Quand on lit des extraits du journal correspondant à cette période où le père est hospitalisé, on est saisi par tout le maelstrom qui habite sa famille. Le narrateur « surveille le téléphone comme un bâton de dynamite », redoute « la déflagration de l’annonce », conscient de « l’imminence du départ ». Il cherche à quoi se raccrocher. C’est alors que surgit « le baron perché », cet écureuil omniprésent dans les journaux du diariste ! Venu frapper à la fenêtre le lendemain de sa mort, comme une réincarnation ? Et de rappeler ses dernières paroles : « Avez-vous encore assez de noix pour eux »
Avec ce père qui « préférait la liberté des champs, la tendresse des prés, la cathédrale des forêts », Albert Strickler a partagé les offrandes de la nature, « tapis dans des cryptes de végétation », l’incontournable cueillette du muguet dans un berceau de chlorophylle ». Ce bonheur de « boire la lumière des vitraux du feuillage translucide », d’écouter le vent, se retrouve transposé dans la plume poétique de ses journaux.
Revenant sur les goûts culinaires de son père, en particulier sur sa passion pour le boudin et son breuvage favori, la bière., l’auteur des Sublimes d’Alsace regrette de ne pas avoir réussi à intéresser son père aux vins, et surtout depuis que lui-même habitait au cœur du vignoble.
Il ravive aussi leurs souvenirs en commun : un match à la Meinau, sa collection de pièces disparues, le grand nettoyage de printemps, « l’Oschterputz », source d’émerveillement pour le narrateur gamin, sa première virée en voiture, le permis en poche, qui a tourné au fiasco et en 80, les premières vraies vacances du père à Sainte Maxime, qui avait accepté d’être éloigné de sa base, car le séjour serait bref, le nourrissage de ses nombreuses volailles serait assuré et la cuisinière serait son épouse !
Le sommaire détaillé montre la richesse de ces scènes de vie, scandées par la phrase récurrente « la vie est belle », auxquelles s’ajoutent des extraits de quatre journaux.
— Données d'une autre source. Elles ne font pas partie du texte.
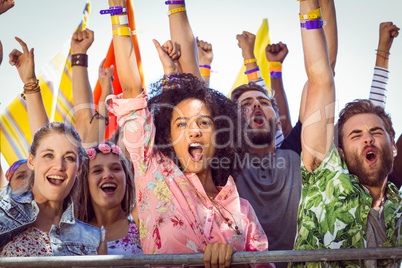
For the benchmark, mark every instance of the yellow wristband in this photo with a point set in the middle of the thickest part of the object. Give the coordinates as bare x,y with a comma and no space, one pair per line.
205,71
124,31
312,15
119,19
254,76
273,64
275,69
180,9
250,61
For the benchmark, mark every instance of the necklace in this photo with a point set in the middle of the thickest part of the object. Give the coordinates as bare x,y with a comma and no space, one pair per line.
228,221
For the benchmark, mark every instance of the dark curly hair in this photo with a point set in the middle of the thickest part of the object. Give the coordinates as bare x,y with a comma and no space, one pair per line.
361,106
228,119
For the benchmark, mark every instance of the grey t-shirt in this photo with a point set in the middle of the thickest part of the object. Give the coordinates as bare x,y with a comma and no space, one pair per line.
273,187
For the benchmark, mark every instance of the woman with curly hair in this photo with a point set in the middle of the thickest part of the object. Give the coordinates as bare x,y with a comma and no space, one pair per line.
184,154
107,198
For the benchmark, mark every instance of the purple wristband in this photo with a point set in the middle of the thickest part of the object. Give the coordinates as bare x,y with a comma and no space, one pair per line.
205,66
275,74
252,70
174,3
312,24
117,10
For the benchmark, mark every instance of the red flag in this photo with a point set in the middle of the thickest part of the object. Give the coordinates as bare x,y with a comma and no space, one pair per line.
110,60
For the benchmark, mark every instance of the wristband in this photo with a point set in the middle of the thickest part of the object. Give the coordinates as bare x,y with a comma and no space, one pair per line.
274,74
383,51
250,61
313,24
174,3
273,64
253,76
312,15
180,9
205,70
252,70
119,19
30,88
275,69
117,10
79,60
122,31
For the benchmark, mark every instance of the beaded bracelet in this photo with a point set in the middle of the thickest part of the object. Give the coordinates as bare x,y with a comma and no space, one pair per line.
250,61
205,70
174,3
180,9
79,60
30,88
97,115
252,70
Les fragments de vie s’achèvent sur une merveilleuse et touchante déclaration d’amour à ce père aimant : « je pense désormais chaque jour/ A la radieuse transparence de ta présence/ A ton beau sourire… ».
D’ailleurs, le fils le devine partout, « dans le jaune citron de la poitrine d’une mésange », « dans la belle brume bleuâtre qui lèche le ciel d’hiver » ou même « sur sa langue comme le pépin d’une pomme ».
Quelle fin lumineuse avec ce poème qui met en exergue « la lumière de sa bonté et le doux bleu de ses yeux lustrés par l’émerveillement. »
Albert Strickler brosse un touchant portrait de « l’homme des bois », « Natürmensch », dont la présence irradie au fil des pages. Le levain de la tendresse qui les a reliés est bouleversant. Prose et poèmes en alternance. Nul doute que l’on aurait aimé connaître celui qu’il nomme le Ravi, à la bonté exceptionnelle.